On an Islamic dating site, Muslima.com, where he was seeking a second wife, Abdaly, 29, listed Luton as his address, and said he met his first wife in Bedfordshire.

However, his car was registered in Sweden, and the motives declared in emails sent to a Swedish news agency and the security police, addressed local issues. The emails refer to a Swedish cartoonist, Lars Vilks, whose 2007 drawing of the Prophet Muhammad as a dog infuriated Muslims around the world, and to Sweden's 500 soldiers in Afghanistan. "Now your children, daughters and sisters shall die like our brothers and sisters and children are dying," the email warned.

The car bomb caught fire but did not explode and caused minimal damage in a busy Stockholm shopping street. Only one of several bombs Abdaly had strapped to his body blew up, killing him but nobody else.

British security and intelligence sources suggested Abdaly was one of an increasing number of individuals influenced by al-Qaida extremist ideology who have spent time in the UK.

The fascist movement Hope Not Hate launched a petition to ban Jones as "a preacher of hate". Nick Lowles, editor of Searchlight magazine, and the campaign's co-ordinator, said: "[His] presence in Luton will be incendiary and highly dangerous. He will attract and encourage thousands of English Defence League supporters to take to the streets of Luton.

"Like the EDL, Pastor Jones indiscriminately targets all Muslims and their actions can only lead to increased tensions and racism in our communities....
Pastor Jones, a preacher of hate, must be stopped from entering the UK."

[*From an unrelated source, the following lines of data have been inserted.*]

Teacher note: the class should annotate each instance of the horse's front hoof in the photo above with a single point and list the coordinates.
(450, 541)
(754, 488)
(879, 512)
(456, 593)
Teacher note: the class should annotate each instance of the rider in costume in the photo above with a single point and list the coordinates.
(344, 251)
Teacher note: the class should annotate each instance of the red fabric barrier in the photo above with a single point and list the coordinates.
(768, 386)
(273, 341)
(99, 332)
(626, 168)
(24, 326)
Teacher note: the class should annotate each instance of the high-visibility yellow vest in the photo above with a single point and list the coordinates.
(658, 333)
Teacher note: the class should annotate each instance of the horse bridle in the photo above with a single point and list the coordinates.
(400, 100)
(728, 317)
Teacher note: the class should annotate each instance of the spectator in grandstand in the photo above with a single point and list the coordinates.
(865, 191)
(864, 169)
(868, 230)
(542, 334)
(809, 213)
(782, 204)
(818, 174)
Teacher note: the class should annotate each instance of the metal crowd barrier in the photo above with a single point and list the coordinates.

Yet the fascist organisation has said nothing regarding the thousands of potential islamic terrorists that pass freely across the borders of Europe training and recruiting potential suiced bombers. Nor have they expressed any concern about islamic terrorists who 'targets all non Muslims and their actions can only lead to increased tensions and racism in our communities...'

If anything it is Nick Lowles of Searchlight and Hope not Hate that pose the threat to national security and should be closely monitored.